Сам я не чувствовал себя особенно молодым в тот вечер (в действительности мне было лет эдак девятьсот), поэтому не стал возражать и с великим удовольствием оставил молодежь предаваться приличествующим ее возрасту удовольствиям. Миссис Болдуин поднялась со мной по чудесной широкой лестнице. Хозяйка моя была невысокой дородной женщиной, которая носила одежду ярких цветов и славилась так называемым заразительным смехом. Я всегда любил миссис Болдуин и прекрасно знал ее доброе благородное сердце, но в тот вечер она по какой-то неясной мне причине раздражала меня. Возможно, ее присутствие в этом доме сразу показалось мне неуместным, и я почувствовал, что старые стены отторгают новую хозяйку. Однако здесь меня смущает вот какой вопрос: а не приписываю ли я себе задним числом чувства, которых в то время на самом деле не испытывал, но которые с легкостью воображаю сейчас, когда все последующие события уже известны мне? И все же я хочу рассказать правду, только правду и ничего, кроме правды, — а это самая трудная задача на свете.
Мы прошли по ряду темных коридоров, поднимаясь и спускаясь по коротким лесенкам, которые, казалось, не имели ни начала, ни конца и никаких причин для существования; наконец хозяйка привела меня в спальню, выразила напоследок надежду, что я устроюсь удобно, и сказала, что по возвращении с охоты Джон поднимется ко мне. Затем она немного помолчала, не сводя с меня глаз, и закончила:
— Вы действительно выглядите неважно. Это все от переутомления. Вы излишне усердны. Я всегда говорила это. Вы по-настоящему отдохнете здесь. И дети позаботятся о том, чтобы вы не скучали.
Последние два предложения как-то плохо согласовывались между собой. Я не мог рассказать миссис Болдуин о своей утрате. И внезапно впервые за все время нашего знакомства остро осознал, что никогда не смогу говорить с ней о вещах, действительно имеющих для меня значение.
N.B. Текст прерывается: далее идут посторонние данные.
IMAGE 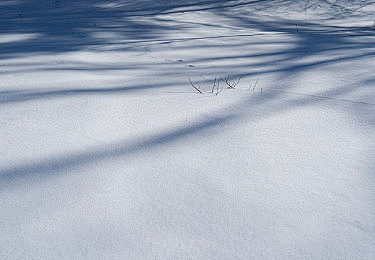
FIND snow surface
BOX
[0,0,375,259]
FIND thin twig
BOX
[189,78,203,94]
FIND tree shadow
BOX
[0,0,375,184]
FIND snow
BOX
[0,0,375,259]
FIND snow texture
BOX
[0,0,375,259]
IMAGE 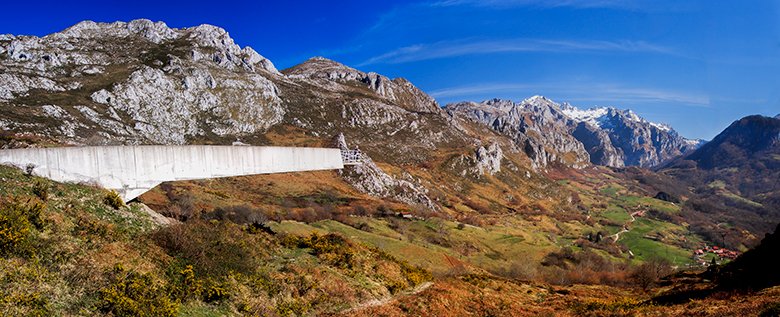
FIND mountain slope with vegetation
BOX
[0,20,776,316]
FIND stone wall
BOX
[0,145,344,201]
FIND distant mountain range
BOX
[0,20,778,247]
[658,115,780,236]
[445,96,704,167]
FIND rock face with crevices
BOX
[0,20,284,144]
[446,96,590,170]
[334,134,438,210]
[446,96,703,169]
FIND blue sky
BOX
[0,0,780,139]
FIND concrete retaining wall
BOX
[0,145,344,201]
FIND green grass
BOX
[619,218,692,265]
[720,191,764,207]
[599,204,631,225]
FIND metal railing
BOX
[341,150,363,165]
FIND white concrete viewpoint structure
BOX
[0,145,344,201]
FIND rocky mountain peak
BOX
[56,19,180,44]
[447,95,701,167]
[283,57,442,113]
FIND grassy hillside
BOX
[0,167,431,316]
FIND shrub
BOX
[282,233,355,268]
[0,200,45,255]
[209,205,268,226]
[631,258,672,290]
[0,292,52,316]
[168,265,203,301]
[153,220,262,276]
[98,265,179,317]
[32,180,49,201]
[103,190,125,209]
[758,302,780,317]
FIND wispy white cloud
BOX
[358,38,680,66]
[430,83,710,107]
[429,0,652,10]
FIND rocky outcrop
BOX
[474,143,504,175]
[445,96,590,170]
[285,57,441,113]
[0,20,285,144]
[562,105,701,167]
[446,96,701,169]
[334,134,438,210]
[572,122,625,167]
[277,57,466,164]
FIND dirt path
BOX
[340,282,433,314]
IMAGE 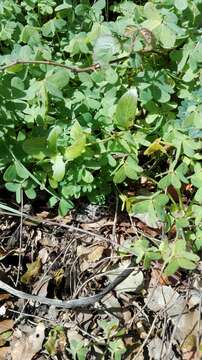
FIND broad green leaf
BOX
[144,1,162,21]
[70,120,84,141]
[64,135,86,161]
[58,199,73,216]
[191,170,202,188]
[3,165,17,182]
[124,156,142,180]
[15,161,29,179]
[175,0,188,11]
[82,169,94,184]
[23,137,47,160]
[51,155,65,182]
[5,182,22,192]
[46,69,69,90]
[156,24,176,49]
[47,125,62,153]
[115,88,137,130]
[25,187,37,200]
[20,25,41,46]
[93,34,120,66]
[194,187,202,205]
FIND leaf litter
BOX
[0,202,202,360]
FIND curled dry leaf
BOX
[21,257,41,284]
[0,319,14,346]
[11,323,45,360]
[145,285,186,316]
[77,244,106,271]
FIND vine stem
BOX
[0,60,100,73]
[0,56,129,73]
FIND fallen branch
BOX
[0,260,137,310]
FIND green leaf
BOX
[175,0,188,11]
[144,1,162,22]
[52,155,65,182]
[25,187,37,200]
[191,170,202,188]
[46,69,69,90]
[115,88,137,130]
[15,161,29,179]
[156,24,176,49]
[93,34,120,66]
[194,187,202,205]
[82,169,94,184]
[3,165,17,182]
[124,156,142,180]
[64,135,86,161]
[22,137,47,160]
[58,199,73,216]
[47,125,62,154]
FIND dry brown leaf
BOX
[0,346,11,360]
[0,319,14,333]
[21,257,41,284]
[0,319,14,346]
[11,323,45,360]
[77,244,106,271]
[107,261,144,293]
[182,335,196,360]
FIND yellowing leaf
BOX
[115,87,137,130]
[21,258,41,284]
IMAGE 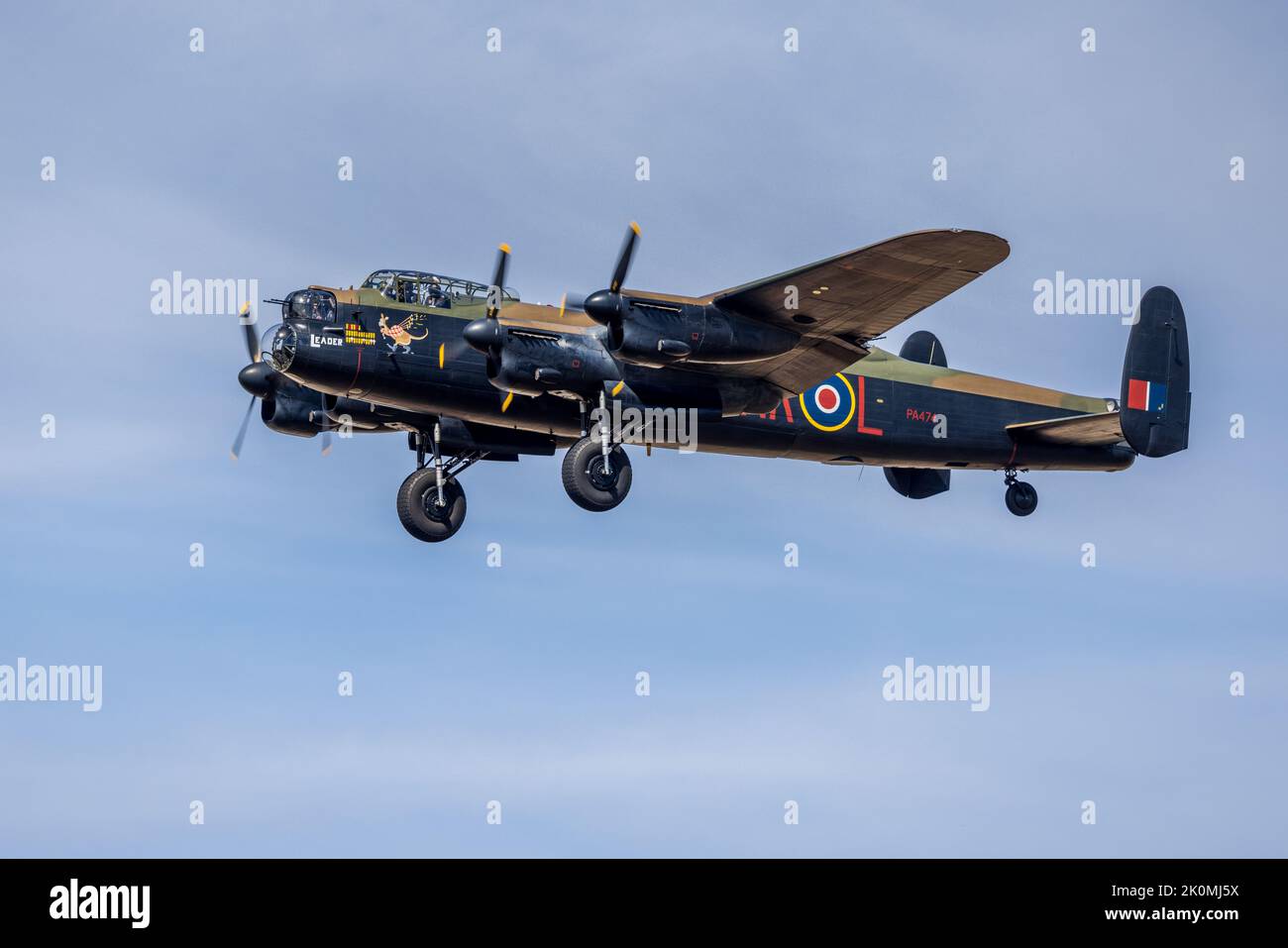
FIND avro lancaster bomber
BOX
[233,224,1190,542]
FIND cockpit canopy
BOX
[282,288,335,322]
[362,270,519,309]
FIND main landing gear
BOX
[1006,468,1038,516]
[563,393,631,513]
[398,425,486,544]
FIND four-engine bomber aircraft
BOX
[233,224,1190,542]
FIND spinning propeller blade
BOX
[229,395,255,461]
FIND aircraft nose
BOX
[237,362,273,398]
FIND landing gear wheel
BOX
[1006,480,1038,516]
[563,438,631,513]
[398,468,465,544]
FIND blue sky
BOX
[0,3,1288,857]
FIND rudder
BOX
[1120,286,1190,458]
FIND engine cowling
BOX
[585,291,800,369]
[488,326,621,395]
[259,390,331,438]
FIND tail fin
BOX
[1120,286,1190,458]
[885,330,953,500]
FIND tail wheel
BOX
[1006,480,1038,516]
[563,438,631,511]
[398,468,465,544]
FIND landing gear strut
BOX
[396,425,486,544]
[1006,468,1038,516]
[563,393,631,513]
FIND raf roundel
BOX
[800,374,854,432]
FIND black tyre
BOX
[563,438,631,511]
[398,468,465,544]
[1006,480,1038,516]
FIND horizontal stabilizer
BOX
[1006,411,1124,447]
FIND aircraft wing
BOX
[1006,411,1125,447]
[709,231,1012,391]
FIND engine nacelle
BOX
[595,297,800,369]
[259,390,331,438]
[488,326,621,395]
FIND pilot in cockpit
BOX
[426,277,452,309]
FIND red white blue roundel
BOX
[800,373,854,432]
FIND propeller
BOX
[229,300,260,461]
[229,395,255,461]
[581,220,640,336]
[239,301,265,362]
[228,303,331,461]
[559,292,587,319]
[461,244,510,378]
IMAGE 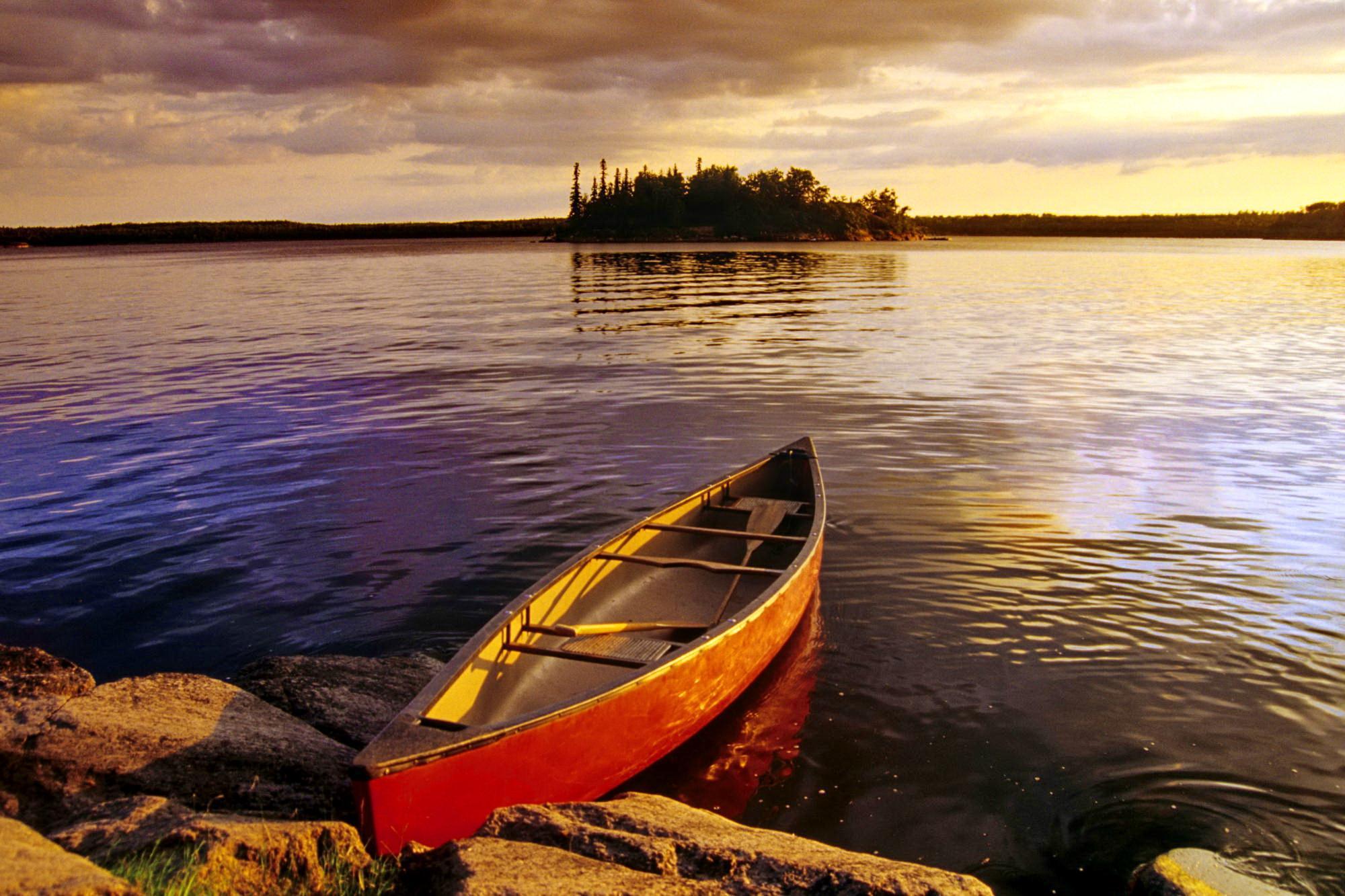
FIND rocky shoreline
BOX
[0,646,1275,896]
Миссис Болдуин улыбнулась и вышла. Я осмотрелся по сторонам и тут же полюбил свою комнату. В этом просторном помещении с низким потолком было очень мало предметов обстановки; старая кровать с пологом из старого розового дамаста, старое зеркало в золоченой раме, старое дубовое бюро, несколько стульев с высокими спинками и в дополнение к ним (для удобства) огромное кресло с высокими подлокотниками, причудливой формы диван, обитый розовой тканью в тон пологу над кроватью, ярко горевший камин и напольные часы. На выцветших бледно-желтых стенах не было никаких картин, лишь на одной из них, напротив кровати, висела яркая нарядная вышивка малиново-желтого цвета в дубовой рамке.
Комната понравилась, полюбилась мне. Я подтащил к камину кресло, уютно устроился в нем и мгновенно погрузился в сон, не успев даже понять, что засыпаю. Сколько прошло времени, не знаю, но внезапно я пробудился с чувством всепоглощающего покоя и умиротворения в душе. Я ощущал себя частью этой комнаты, словно провел здесь всю жизнь, и самым странным образом угадывал в ней ту атмосферу любви и дружбы, которой мне так не хватало последние несколько недель. В доме стояла полная тишина; детские голоса не долетали до моего слуха, и ни единый звук не нарушал безмолвия: лишь резко потрескивало пламя да дружелюбно тикали старинные часы. Неожиданно мне показалось, что, кроме меня, в комнате находится еще кто-то. Мне послышался некий легкий шорох: подобный звук мог бы донестись и из пылавшего камина, но донесся он явно не оттуда.
Я встал и обернулся с полуулыбкой, словно ожидая увидеть за спиной знакомое лицо. Конечно, в спальне никого не было, и все же мной владело то чувство любви и покоя, какое испытывает человек, находясь в одной комнате с очень близким другом. Я даже обошел вокруг кровати, огляделся по сторонам и поднял розовый полог, но, само собой разумеется, никого за ним не обнаружил. Внезапно дверь отворилась, и в спальню вошел Джек Болдуин, — и, помню, я почувствовал странное раздражение, словно меня оторвали от какого-то важного дела. Его огромная, пышущая здоровьем фигура в охотничьем костюме заняла, казалось, всю комнату.
— Привет! — воскликнул он. — Очень рад вас видеть. Замечательно, что вы нашли возможность заглянуть к нам! У вас есть все необходимое?